How do we evaluate what just happened at UFC 193 tonight? It’s very difficult and right now a hundred scribes are penning columns about Ronda’s camp and the distractions of her mother, her film career and any number of other things. Ronda was the one to transcend the sport, to be the UFC’s version of Dwayne “The Rock” Johnson, and Holm was to be another scalp on her crown. Everything was set up for her, too, as Ronda was supposed to win here and disappear until UFC 200 for the big money showdown with Cris “Cyborg” Justino.
This was the UFC’s biggest show ever, in a proper stadium overseas, with the distinction of being one where the two top fights all contained women’s titles. The UFC has come a long way in a short amount of time in terms of gender equity and there was a statement to be made at UFC 193. But something crazy happened.
Ronda lost. Not only did she lose … she was destroyed in every facet of the game by someone that was a historic underdog going in.

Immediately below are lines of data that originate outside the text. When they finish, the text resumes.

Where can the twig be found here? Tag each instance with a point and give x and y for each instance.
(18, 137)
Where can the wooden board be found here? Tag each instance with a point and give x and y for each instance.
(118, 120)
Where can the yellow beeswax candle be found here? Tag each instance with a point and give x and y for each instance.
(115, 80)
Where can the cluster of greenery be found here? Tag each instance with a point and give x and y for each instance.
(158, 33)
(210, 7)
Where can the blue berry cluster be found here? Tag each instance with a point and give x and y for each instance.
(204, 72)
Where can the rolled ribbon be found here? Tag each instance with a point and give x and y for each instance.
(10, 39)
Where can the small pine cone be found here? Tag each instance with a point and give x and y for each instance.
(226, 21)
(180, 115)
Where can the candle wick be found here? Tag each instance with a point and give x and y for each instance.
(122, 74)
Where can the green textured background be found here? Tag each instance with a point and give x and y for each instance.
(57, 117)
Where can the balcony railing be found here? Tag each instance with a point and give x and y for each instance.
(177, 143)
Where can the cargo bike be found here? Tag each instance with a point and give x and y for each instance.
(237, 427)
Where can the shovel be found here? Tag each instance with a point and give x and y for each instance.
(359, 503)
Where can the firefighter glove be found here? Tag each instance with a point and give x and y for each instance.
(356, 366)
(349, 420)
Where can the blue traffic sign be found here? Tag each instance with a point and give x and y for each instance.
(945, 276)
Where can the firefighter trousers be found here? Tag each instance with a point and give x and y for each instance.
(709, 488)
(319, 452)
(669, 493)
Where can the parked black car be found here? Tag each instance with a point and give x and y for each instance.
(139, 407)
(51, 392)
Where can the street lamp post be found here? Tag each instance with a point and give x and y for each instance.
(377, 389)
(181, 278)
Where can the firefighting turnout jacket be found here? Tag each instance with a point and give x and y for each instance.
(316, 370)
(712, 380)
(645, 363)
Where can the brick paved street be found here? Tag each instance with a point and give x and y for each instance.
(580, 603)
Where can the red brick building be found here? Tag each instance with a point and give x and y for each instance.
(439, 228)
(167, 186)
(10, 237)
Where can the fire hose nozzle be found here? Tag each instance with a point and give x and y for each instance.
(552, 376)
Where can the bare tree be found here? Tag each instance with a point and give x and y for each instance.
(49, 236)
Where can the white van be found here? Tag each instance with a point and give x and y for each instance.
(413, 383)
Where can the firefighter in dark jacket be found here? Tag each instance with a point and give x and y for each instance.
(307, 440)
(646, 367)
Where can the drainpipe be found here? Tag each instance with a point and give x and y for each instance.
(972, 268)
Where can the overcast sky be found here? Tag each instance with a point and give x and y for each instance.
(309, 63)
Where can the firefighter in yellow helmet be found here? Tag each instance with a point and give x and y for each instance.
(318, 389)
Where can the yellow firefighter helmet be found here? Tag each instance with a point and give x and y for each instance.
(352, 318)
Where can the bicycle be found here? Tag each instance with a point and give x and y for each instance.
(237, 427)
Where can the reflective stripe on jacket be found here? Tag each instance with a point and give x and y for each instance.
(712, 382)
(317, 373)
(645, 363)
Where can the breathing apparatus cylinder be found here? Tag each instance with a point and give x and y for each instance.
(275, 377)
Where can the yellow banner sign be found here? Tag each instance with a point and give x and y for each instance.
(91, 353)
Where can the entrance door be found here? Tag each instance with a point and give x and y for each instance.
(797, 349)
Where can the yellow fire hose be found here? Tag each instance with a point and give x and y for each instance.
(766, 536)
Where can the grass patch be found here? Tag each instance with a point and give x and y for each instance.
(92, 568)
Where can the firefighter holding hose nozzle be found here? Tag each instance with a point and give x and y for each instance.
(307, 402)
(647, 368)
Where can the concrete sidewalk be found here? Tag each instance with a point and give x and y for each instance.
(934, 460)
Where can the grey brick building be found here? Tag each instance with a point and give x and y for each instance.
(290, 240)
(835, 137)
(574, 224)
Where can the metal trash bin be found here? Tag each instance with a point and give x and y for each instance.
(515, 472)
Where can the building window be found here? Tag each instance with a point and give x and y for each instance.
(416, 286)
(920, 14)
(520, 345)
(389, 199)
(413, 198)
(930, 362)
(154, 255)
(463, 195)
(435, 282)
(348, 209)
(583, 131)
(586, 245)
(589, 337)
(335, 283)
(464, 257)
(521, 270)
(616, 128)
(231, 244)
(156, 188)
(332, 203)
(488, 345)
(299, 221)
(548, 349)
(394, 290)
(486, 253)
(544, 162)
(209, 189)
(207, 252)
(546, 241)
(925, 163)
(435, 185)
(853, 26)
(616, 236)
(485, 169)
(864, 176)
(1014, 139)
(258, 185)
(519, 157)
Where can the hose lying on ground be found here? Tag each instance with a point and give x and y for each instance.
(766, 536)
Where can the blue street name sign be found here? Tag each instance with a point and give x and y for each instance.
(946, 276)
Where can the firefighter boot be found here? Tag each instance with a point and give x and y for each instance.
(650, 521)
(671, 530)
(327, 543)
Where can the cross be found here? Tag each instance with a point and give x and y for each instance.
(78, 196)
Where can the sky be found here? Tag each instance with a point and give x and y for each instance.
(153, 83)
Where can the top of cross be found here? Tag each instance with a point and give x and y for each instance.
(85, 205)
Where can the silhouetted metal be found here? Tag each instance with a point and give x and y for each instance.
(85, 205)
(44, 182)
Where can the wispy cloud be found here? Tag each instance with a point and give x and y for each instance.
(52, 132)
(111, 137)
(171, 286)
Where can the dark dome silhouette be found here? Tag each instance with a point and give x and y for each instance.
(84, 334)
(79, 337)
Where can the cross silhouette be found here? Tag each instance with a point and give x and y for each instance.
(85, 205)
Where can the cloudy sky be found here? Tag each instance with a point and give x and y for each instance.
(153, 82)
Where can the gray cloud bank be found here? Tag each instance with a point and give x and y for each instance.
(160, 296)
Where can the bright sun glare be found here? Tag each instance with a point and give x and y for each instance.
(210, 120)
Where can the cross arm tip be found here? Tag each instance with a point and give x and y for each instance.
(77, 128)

We just saw the MMA world’s equivalent of Max Schmeling vs. Joe Louis meshed with the upset power of Buster Douglas vs. Mike Tyson. This is the biggest upset in MMA history and in the team picture for greatest upset in combat sports history. No hyperbole is needed and the violent dethroning of the most dominant fighter in women’s MMA history in short order is even bigger than Matt Serra’s destruction of Georges St. Pierre. Unfortunately all the elements were there going in … we just overlooked them because of how profoundly dominant she had been to this point.
Rousey had only gone past the first round once in her career, so incredibly more athletic and dynamic than her opponents that she really didn’t have to develop her boxing game. We could joke that she needed a couple weeks to get in shape and that was it; she was so far ahead of the pack. Everyone else was getting ready to compete in the post Rousey world, when she didn’t want to fight anymore to try her hand at becoming a movie star. She wasn’t at a great camp but she didn’t need to be, either. She was an Olympic medalist in a sport where most of the Top 10 women in the world at 135 have negligible athletic bonafides at best.
Ronda was so far ahead of the field that she didn’t really need to do much, it seems.
It was curious when Joe Rogan would hype her on his podcast as the best striker in the game, and in promotional material as a once in human history type of athlete. It was typical Zuffa hyperbole, of course, but it made sense. We spoke of Rousey’s dominance not just in MMA but in sport as a whole. She wasn’t just as dominant as Jon Jones … she was as dominant as Serena Williams and Tiger Woods. When all is said and done the lead up to the fight Rousey’s failings and distractions will be the story that gets relied upon to tell the tale, especially if she comes back to reclaim her throne.
Ultimately this is a tale of the fall of Ronda Rousey, not the rise of Holly Holm. It’s unfair, too, because Holm fought the perfect fight on the biggest stage of her career.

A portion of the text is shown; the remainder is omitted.